I want to capture the whole html code of a page and put it in a csv file. I didn’t find a command like CaptureEntireHTMLpage
It sounds simple, just use SourceExtract with a regex like .* but it doesnt work on special caracters and linefeeds.
I managed a this regex : [<>=-_.:;"’/û,€éèêçàïëü&|()%!+*’\’?$\w\s]*
but it doesn’t work for all web pages
So is it possible to have a regex which select all kind of characters or to have all the html code extracted and saved in a csv file or directly on the hard drive like the LocalStorageExport command?
Thanks for the good problem description.
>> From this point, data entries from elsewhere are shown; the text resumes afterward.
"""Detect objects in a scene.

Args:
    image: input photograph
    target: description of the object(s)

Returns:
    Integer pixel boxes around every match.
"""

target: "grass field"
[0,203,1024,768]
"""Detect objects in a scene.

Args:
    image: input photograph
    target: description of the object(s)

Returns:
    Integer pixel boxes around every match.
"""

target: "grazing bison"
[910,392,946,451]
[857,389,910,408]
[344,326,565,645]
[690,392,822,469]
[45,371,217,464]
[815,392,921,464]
As you said, doing this reliable for all kind of websites via sourceExtract can be tricky. => It sounds like what you need is a function “Save Page As” (HTML only), like Chrome and Firefox offer it.
This is not yet available, but is on our todo list for the July upgrade. And once we have it, LocalStorageExport will allow you to export it to a local file.
If you want, you can stay informed about a9t9 software updates with
our free a9t9 newsletter.
The feature “sourceExtract for the complete HTML page” has not been added yet.
But if your main goal is to save the website HTML, you can do this meanwhile by simulating “Ctrl+S, Enter” with XType. The “DemoXType” macro that ships with Kantu shows this feature. With a few more keystrokes you can also select the “Webpage, Complete” option. Then you save all images, too.
Thanks, I made that work, though it was difficult to determine where the file would get saved, so I had to go hunting for it, and when I found it, it wasn’t really in a place where I would expect it. If there are any hints about how to determine/control where it goes, others may appreciate it. Thanks.
The solution from @inaspin works well. However, sometimes web pages contain tons of scripts that are not needed for text web scraping. Here is an extended executeScript command that removes scripts from the returned HTML code:
{
"Command": "executeScript",
"Target": "var str = document.body.innerHTML; // Get page source\n\n//Next: Clean up HTML source before further processing \n\n//First remove scripts and style tags with their content\nstr = str.replace(/<script\\b[^<]*(?:(?!<\\/script>)<[^<]*)*<\\/script>/gi, '');\nstr = str.replace(/<style\\b[^<]*(?:(?!<\\/style>)<[^<]*)*<\\/style>/gi, '');\n \n//Then remove all remaining tags but keep their content\nstr = str.replace(/<[^>]+>/g, '');\n \n//Clean up whitespace\nstr = str.replace(/\\s+/g, ' ').trim();\n \nreturn str;",
"Value": "html",
"Description": "Extract HTML code of website. Remove scripts."
}